É o que todos pedem, é o que deve ser. O marco
civilizatório. O respeito ao indivíduo. Indiví-duo. Eu também quero. Parece que
quero. Eu também ponho limites ao outro. Mas no fundo. Mas no fundo. No fundo
uma parte de mim, uma grande parte de mim, soçobra. Soçobra e espera. Sentada
no ponto, vê o ônibus passar cheio de gente. Lá vai o mundo. E você não entra.

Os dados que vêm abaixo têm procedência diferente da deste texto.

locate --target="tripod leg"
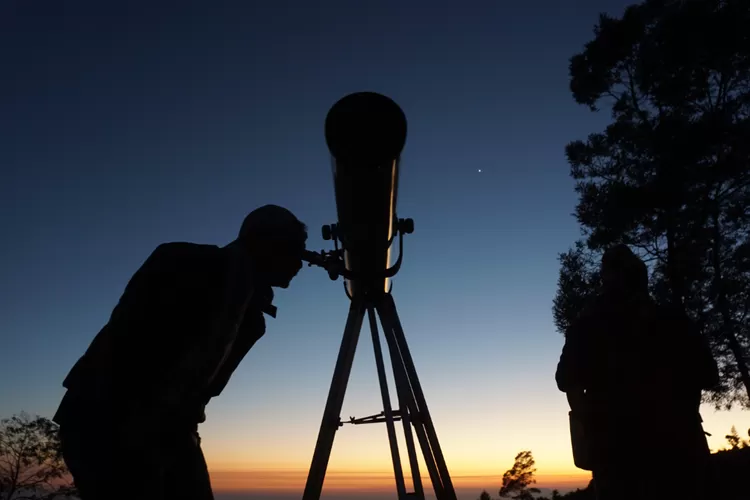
[383,294,456,500]
[379,300,438,500]
[367,306,406,500]
[380,304,426,500]
[302,300,365,500]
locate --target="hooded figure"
[555,245,718,500]
[54,205,307,500]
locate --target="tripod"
[302,293,456,500]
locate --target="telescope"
[304,92,414,298]
[302,92,457,500]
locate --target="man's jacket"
[54,243,273,426]
[555,292,718,464]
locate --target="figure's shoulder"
[151,241,222,258]
[144,241,223,271]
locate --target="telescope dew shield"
[325,92,406,298]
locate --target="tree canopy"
[553,0,750,407]
[0,413,75,500]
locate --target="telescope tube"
[325,92,406,298]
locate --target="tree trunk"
[711,209,750,407]
[666,208,685,311]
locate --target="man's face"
[259,231,307,288]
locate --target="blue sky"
[0,0,749,492]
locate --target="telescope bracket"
[346,410,401,426]
[307,219,414,281]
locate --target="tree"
[552,241,601,335]
[0,413,75,500]
[499,451,539,500]
[554,0,750,406]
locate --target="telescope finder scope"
[324,92,406,298]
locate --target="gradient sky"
[0,0,750,498]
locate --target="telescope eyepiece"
[325,92,406,168]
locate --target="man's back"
[556,292,717,464]
[55,243,227,422]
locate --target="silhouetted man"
[556,245,718,500]
[54,205,307,500]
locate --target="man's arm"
[555,320,586,393]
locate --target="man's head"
[601,245,648,296]
[235,205,307,288]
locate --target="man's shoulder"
[149,241,223,262]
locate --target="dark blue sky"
[16,0,748,486]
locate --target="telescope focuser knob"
[398,219,414,234]
[321,224,338,241]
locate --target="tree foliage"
[0,413,75,500]
[554,0,750,406]
[499,451,539,500]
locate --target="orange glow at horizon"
[211,469,591,494]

Espera alguém lhe puxar. Seja para o que for. E você fica ali no banco de pedra
e canta Só não se esqueça ao entrar, da minha infinita jugular. Você espera e
precisa da invasão bárbara do outro. Que me digam o que fazer. Onde ir. Mas eu
não sou mais criança. Você cresceu e envelheceu -- que é uma forma de não ter
mais por onde crescer. Como eu posso dizer a uma pessoa da sua idade o que
fazer?, ela diz. E eu me sinto humilhada. Mais velha ainda e cansada. Como se
meu cérebro estivesse morto. Ela acha que eu já devo ter pensado tudo que havia
para pensar. Chegado a todas as conclusões possíveis. Só não me mexo mais
porque não quero. E eu me sinto deitada, ainda viva, o coração batendo forte,
as mãos apertadas, mas com morte cerebral. Ela só vê crianças na criança. Não
em mim. Já vejo a hora em que vai mandar eu me foder. Vai perder a paciência.
Por que espero tanto dela? Ela não é o mundo que vi passar dentro do ônibus.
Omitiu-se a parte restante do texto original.